Ao entrar em um museu, é comum notarmos as obras e o espaço montado à nossa volta. Mas, para além dos objetos dispostos no ambiente, é raro voltarmos nossa percepção à nossa própria atitude dentro daquele espaço. É comum abaixarmos o tom de voz, andarmos devagar e com as mãos para trás, diferente de comportamentos exercidos em diversos outros lugares que frequentamos. Já se perguntou de onde surgiu isso?
Esse comportamento foi muito estudado por historiadores da arte e tem forte relação com a maneira como as instituições artísticas criam seus ambientes. Os museus foram, desde suas primeiras inaugurações, construídos como espaços de exposição de artefatos e objetos voltados a disseminação da arte e suas manifestações. A construção desses espaços envolve a elaboração de regimes visuais que conduzem a um certo modo de compreender a arte.
A partir disso, é essencial entender que o comportamento do público dentro dessas instituições está diretamente relacionado com os elementos que compõe o espaço.

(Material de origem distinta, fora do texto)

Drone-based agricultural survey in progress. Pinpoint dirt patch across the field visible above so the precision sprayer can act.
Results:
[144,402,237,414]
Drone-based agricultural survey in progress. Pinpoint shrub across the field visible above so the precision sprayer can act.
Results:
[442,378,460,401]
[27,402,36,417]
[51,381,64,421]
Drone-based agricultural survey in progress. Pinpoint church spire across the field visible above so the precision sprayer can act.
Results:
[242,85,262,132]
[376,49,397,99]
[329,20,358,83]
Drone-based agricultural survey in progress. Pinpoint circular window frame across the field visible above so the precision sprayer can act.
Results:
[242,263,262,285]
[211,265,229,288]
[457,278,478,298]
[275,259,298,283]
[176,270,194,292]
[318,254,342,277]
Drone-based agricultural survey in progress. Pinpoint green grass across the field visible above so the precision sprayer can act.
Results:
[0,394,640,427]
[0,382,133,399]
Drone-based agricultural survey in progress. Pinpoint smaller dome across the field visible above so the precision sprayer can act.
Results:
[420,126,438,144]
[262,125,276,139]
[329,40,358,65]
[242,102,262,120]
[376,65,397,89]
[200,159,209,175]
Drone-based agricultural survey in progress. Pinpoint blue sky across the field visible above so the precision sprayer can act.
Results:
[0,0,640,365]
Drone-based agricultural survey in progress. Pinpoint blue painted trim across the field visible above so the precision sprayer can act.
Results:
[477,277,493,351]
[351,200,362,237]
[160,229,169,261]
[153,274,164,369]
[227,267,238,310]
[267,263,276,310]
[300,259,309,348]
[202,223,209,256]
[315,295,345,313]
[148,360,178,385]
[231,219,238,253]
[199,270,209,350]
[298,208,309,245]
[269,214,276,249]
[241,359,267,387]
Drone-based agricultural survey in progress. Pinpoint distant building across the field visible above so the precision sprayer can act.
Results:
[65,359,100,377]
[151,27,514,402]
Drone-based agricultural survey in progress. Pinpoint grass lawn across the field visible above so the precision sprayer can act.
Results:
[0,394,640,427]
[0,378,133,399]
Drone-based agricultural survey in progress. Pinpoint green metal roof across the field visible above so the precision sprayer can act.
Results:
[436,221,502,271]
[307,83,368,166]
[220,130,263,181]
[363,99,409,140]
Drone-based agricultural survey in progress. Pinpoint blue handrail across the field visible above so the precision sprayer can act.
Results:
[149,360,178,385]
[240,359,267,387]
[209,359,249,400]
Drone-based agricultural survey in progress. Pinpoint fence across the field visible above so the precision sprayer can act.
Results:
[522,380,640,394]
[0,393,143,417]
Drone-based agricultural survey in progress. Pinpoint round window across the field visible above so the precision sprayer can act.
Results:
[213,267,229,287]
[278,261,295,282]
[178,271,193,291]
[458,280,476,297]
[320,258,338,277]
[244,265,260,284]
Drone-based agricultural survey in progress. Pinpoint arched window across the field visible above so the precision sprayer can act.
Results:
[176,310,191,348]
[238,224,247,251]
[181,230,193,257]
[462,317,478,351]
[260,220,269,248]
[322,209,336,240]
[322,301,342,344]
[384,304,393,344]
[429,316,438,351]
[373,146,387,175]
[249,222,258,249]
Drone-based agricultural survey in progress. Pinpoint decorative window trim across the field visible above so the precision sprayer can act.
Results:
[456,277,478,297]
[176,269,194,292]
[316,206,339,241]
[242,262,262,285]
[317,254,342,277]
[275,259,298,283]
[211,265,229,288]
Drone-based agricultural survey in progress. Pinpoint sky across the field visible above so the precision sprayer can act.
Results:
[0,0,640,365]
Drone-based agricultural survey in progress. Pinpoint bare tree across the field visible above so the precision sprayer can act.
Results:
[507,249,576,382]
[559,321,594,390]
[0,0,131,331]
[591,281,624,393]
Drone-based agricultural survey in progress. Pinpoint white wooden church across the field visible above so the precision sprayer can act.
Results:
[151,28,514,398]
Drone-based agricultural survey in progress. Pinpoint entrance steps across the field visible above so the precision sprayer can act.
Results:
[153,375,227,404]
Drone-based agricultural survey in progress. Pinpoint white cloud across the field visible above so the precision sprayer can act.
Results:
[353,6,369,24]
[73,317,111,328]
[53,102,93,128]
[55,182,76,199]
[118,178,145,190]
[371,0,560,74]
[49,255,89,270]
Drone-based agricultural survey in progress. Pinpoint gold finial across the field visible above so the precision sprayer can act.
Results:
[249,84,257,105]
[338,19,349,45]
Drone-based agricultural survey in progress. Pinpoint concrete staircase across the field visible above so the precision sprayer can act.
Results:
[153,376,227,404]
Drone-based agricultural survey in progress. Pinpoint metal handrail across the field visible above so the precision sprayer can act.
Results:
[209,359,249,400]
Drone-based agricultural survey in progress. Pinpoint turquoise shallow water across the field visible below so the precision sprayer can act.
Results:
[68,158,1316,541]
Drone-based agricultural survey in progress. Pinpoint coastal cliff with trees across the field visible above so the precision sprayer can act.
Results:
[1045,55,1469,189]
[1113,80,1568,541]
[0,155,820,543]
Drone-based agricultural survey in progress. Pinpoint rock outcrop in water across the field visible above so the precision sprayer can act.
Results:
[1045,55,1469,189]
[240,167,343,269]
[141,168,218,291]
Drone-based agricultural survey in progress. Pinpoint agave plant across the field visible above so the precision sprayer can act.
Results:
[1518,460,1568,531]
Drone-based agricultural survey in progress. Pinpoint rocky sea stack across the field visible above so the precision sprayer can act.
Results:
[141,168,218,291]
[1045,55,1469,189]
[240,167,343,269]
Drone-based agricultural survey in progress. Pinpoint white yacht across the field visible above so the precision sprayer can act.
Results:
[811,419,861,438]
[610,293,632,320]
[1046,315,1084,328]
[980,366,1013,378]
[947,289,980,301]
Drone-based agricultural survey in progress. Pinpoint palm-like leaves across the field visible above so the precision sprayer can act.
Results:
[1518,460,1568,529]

Grandes salões de arte do século XIX na Europa, montavam exposições ambientadas, ou seja, salas inteiras repletas de objetos históricos e artísticos contextualizados, com sofás e cadeiras que acomodavam visitantes entusiasmados. Essa construção gera uma cadeia de informações – paredes coloridas, muitos atrativos visuais, espaços para acomodação e conversação – que fazem o público entender aquele lugar como espaço de convivência e sociabilidade. E como mostra a pintura de Giuseppe Castiglione de um dos salões do museu do Louvre, as pessoas conversam, interagem entre si, tem a possibilidade de acomodar no grande sofá, tomar notas num caderno ou até mesmo se inspirar e desenhar.
Os museus modernos, a partir do século XX, passaram a entender que essa montagem ambientada não exaltava o potencial artístico da obra. Um objeto rodeado de elementos visuais recebe uma leitura em contexto. Já um objeto retirado de seu ambiente e exposto numa sala em destaque, recebe um outro olhar, uma outra carga de significação, muito mais poética e centralizada.
A ideia moderna era destacar o objeto enquanto sujeito principal, enquanto atitude por si só. Foi a partir daí que as montagens foram mudando, as paredes ficando brancas, os objetos isolados e distribuídos linearmente pelo espaço. Não há mais a mesma frequência de sofás ou bancos. Não há mais tanta informação dentro de pouco espaço.
As paredes brancas isolam e neutralizam as informações presentes na obra de arte, a partir do momento que a retira de qualquer referência externa. Os apelos visuais que circundavam o espaço, deixam de existir, amplificando os efeitos da própria obra a ponto de ser inegável, para o público, o seu caráter artístico.
O visitante, por consequência, ao sair da agitação das ruas e do transporte até o museu, adentra um espaço branco, com poucos elementos, silencioso e muito bem iluminado. O comportamento, então, é moldado por esse espaço e passa a ser mais contido. A ausência de assentos e a linearidade da disposição das obras do espaço, estimula o visitante a caminhar lenta e constantemente para acompanhar o que o ambiente propõe.
Essa dinâmica atinge sua proposta em destacar o objetivo poético da obra ao eliminar elementos passíveis de distrair o visitante. Em contrapartida, ao retirar todos os elementos que se aproximam do cotidiano e conectam aquele objeto artístico à vida pessoal de quem observa, a montagem distancia quem acompanha por fazê-lo não se sentir parte daquele espaço.
Artistas contemporâneos percebem esse caráter passivo e comportado na qual todo o visitante é induzido a agir e trabalham com novas propostas artísticas que trazem a autonomia e estimulam a experiência para além de simples observar.
É o caso de propostas como a arte cinética e a arte neoconcreta, que no Brasil e na América Latina, colocam o público em papel de destaque, no qual a obra não atinge seu ápice poético sem a interação.
O caráter de experimentação é a tônica da arte contemporânea e por isso é vista de forma tão assustadora, já que nos convoca a participar e refletir sobre sua composição, nos tirando da passividade habitual que o museu tradicional nos construiu.
A manipulação nas formas faz o visitante se ver também como autor e retira a exclusividade de criação do artista. Trabalhos como os de Régis Machado e Helio Oiticica, pautado em objetos que brincam com a interação, nos permite exercitar nossa liberdade de interpretação e criar nossa própria experiência a partir do proposto.
A arte contemporânea pode trazer uma autonomia há muito negada ao público e pode fortalecer nossos parâmetros críticos e sensíveis do mundo, o que torna essencial nos abrirmos frente à possibilidade de experienciar e reaprender a se comportar perante a arte.
Victoria Louise é crítica e produtora cultural, formada em Crítica e Curadoria e Gestão Cultural pela PUC-SP.